Ministers face having to cut £300 million from school budgets next year after the recent national insurance (NI) contribution rise was axed.
In his “mini-budget”, Chancellor Kwasi Kwarteng announced the 1.25 percentage point increase in NI, that came into effect in April, would be reversed.
The increase, dubbed the “health and social care levy”, was meant to raise more funding for the NHS. Schools were given extra funding to cover the estimated £300 million a year cost.
The first instalment was paid this year, with future funding rolled into the national funding formula.
Although this year’s cash will not be clawed back, the Treasury confirmed department budgets will be adjusted from 2023-24.
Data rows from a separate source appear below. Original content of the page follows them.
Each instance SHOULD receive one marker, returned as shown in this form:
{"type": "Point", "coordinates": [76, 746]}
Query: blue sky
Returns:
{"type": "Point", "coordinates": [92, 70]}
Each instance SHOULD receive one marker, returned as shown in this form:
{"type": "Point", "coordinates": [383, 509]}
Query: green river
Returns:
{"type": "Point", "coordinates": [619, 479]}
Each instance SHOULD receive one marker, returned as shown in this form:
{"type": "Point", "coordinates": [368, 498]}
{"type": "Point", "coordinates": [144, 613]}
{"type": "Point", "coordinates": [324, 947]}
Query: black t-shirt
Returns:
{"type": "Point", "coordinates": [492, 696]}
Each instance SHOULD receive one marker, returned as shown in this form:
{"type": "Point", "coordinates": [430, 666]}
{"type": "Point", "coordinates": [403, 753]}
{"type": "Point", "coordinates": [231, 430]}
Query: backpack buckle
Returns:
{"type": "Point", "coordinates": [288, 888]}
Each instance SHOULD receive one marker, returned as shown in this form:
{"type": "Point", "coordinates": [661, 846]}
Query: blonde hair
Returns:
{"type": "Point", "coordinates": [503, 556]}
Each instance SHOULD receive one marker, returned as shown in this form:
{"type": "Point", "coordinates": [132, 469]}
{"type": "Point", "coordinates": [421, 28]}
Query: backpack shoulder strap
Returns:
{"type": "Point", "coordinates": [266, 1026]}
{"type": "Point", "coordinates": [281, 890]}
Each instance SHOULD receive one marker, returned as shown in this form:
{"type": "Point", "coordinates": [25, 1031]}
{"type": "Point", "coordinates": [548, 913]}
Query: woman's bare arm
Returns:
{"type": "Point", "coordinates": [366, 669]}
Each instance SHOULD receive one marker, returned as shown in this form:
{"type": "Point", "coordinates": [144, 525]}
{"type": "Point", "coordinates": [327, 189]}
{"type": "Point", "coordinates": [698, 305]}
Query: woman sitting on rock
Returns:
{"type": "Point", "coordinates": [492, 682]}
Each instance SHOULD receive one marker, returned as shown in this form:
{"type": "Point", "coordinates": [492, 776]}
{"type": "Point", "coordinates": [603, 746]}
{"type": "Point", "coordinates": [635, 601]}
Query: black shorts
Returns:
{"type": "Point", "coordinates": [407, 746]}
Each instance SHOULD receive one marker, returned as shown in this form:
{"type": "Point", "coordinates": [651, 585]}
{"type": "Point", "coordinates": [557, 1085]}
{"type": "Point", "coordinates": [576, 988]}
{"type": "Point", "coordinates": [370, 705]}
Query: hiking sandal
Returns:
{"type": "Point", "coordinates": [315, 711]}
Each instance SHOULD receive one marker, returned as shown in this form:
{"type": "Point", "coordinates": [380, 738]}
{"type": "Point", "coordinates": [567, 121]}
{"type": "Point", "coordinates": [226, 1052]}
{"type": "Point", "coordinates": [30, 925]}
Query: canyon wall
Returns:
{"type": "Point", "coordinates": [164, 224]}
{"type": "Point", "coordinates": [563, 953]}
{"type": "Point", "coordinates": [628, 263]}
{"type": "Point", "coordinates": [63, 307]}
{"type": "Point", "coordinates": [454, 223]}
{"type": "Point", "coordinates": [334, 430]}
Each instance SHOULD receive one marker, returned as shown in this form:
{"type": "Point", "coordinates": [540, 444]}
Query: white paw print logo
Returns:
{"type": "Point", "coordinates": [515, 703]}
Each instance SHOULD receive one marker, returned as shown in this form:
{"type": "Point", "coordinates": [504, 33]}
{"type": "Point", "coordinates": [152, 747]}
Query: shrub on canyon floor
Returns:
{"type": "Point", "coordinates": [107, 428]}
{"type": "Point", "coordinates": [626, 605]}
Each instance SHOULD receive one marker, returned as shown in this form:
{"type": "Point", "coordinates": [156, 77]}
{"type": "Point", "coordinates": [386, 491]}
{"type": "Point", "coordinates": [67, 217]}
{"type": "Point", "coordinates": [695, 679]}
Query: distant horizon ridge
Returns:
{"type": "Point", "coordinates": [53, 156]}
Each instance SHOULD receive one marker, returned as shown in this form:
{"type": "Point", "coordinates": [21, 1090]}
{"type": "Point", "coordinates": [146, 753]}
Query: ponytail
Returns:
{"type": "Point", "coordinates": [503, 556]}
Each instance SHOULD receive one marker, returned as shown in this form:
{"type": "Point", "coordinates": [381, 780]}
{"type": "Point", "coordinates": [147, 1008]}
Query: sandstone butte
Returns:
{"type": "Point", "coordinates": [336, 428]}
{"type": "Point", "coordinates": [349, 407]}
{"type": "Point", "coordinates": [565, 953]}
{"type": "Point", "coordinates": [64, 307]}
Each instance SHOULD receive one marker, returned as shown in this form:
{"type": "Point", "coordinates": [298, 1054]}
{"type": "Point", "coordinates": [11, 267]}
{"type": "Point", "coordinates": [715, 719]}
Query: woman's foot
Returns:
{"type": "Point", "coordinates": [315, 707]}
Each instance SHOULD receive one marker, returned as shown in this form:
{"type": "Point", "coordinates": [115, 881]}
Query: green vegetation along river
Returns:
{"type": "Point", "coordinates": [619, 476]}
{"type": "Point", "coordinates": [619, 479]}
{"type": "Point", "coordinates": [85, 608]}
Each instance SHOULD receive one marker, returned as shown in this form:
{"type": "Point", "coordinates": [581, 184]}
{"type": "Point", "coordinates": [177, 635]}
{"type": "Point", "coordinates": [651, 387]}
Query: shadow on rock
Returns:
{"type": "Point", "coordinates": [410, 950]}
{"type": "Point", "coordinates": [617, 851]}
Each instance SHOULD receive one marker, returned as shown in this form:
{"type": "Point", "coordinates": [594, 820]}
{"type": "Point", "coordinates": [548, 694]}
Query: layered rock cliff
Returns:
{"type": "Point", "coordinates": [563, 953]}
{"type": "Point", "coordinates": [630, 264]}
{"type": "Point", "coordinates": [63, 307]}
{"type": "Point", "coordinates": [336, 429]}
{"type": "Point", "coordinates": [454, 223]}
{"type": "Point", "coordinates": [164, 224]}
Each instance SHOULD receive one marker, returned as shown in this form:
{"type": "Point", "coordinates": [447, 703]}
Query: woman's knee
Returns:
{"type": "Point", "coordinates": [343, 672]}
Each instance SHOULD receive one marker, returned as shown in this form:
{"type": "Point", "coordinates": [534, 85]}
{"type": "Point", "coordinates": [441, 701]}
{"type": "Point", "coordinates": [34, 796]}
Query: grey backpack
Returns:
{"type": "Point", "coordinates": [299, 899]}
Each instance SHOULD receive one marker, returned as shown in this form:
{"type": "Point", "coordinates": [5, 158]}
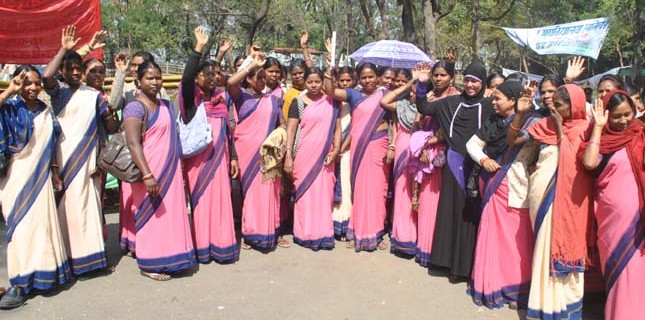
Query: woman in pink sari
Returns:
{"type": "Point", "coordinates": [369, 146]}
{"type": "Point", "coordinates": [208, 171]}
{"type": "Point", "coordinates": [615, 153]}
{"type": "Point", "coordinates": [442, 74]}
{"type": "Point", "coordinates": [505, 236]}
{"type": "Point", "coordinates": [404, 221]}
{"type": "Point", "coordinates": [157, 204]}
{"type": "Point", "coordinates": [313, 133]}
{"type": "Point", "coordinates": [259, 114]}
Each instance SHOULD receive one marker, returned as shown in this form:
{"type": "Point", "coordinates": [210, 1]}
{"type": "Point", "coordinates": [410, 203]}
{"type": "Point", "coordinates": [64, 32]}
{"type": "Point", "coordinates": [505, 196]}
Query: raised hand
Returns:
{"type": "Point", "coordinates": [121, 62]}
{"type": "Point", "coordinates": [450, 55]}
{"type": "Point", "coordinates": [17, 82]}
{"type": "Point", "coordinates": [423, 71]}
{"type": "Point", "coordinates": [225, 44]}
{"type": "Point", "coordinates": [304, 37]}
{"type": "Point", "coordinates": [201, 36]}
{"type": "Point", "coordinates": [69, 40]}
{"type": "Point", "coordinates": [600, 115]}
{"type": "Point", "coordinates": [98, 39]}
{"type": "Point", "coordinates": [575, 68]}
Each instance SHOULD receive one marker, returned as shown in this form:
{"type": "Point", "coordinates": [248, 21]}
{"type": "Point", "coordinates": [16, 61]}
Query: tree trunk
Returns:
{"type": "Point", "coordinates": [429, 28]}
{"type": "Point", "coordinates": [369, 21]}
{"type": "Point", "coordinates": [407, 19]}
{"type": "Point", "coordinates": [258, 19]}
{"type": "Point", "coordinates": [474, 32]}
{"type": "Point", "coordinates": [350, 27]}
{"type": "Point", "coordinates": [385, 22]}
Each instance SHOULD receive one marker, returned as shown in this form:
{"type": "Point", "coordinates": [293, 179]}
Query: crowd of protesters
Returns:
{"type": "Point", "coordinates": [531, 193]}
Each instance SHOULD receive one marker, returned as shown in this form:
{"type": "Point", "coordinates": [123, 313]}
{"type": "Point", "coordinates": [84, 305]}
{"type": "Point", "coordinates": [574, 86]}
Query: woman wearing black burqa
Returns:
{"type": "Point", "coordinates": [459, 116]}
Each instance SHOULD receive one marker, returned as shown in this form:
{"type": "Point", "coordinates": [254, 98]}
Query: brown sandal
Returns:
{"type": "Point", "coordinates": [283, 243]}
{"type": "Point", "coordinates": [156, 276]}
Schools have been told their provisional budgets already for next year. The Department for Education could find the cash from elsewhere in its budget, but school funding makes up the vast majority of its spend.
Luke Sibieta, from the Institute for Fiscal Studies, said: “Even though the real effects will be approximately zero, announcing cuts to school funding rates at the present time will be a bit of an unfortunate look for the DfE.”
He added the clawback could be “quite difficult” to implement as the cash is rolled into the natioanl funding formula and school funding rates for next year are already announced.
The Treasury said there will be an update on school budgets in “due course”. The DfE would not comment.
It comes as government departments have been told to prepare for cuts to enforce “fiscal discipline“.
Simon Clarke, the levelling-up secretary, criticised the “very large welfare state” in The Times newspaper, adding that government departments would have to “trim the fat”.
School budgets have been squeezed for over a decade, although government has upped funding in recent years.
However rising costs – such as soaring energy prices and unfunded staff pay rises – have wiped out increases.
Caps on energy bills come in from October. A school with a £10,000 monthly bill will save about £4,000.
But aside from a £2.1 billion fund for public bodies to invest in energy efficiency and renewable heating, there was no further financial help in last week’s mini-budget.
Geoff Barton, the general secretary of the ASCL leaders’ union, said the government had “given away billions of pounds to promote growth, but not a penny for education”.
“Some schools, particularly small primaries, may no longer be financially viable,” he said – predicting larger classes, cuts to subject options and widespread job losses.
Last week’s ‘fiscal event’ increasingly feels like a coup. A small cabal without a mandate are forcing an idealogical position, and starting to take decisions that will damage the life chances of children.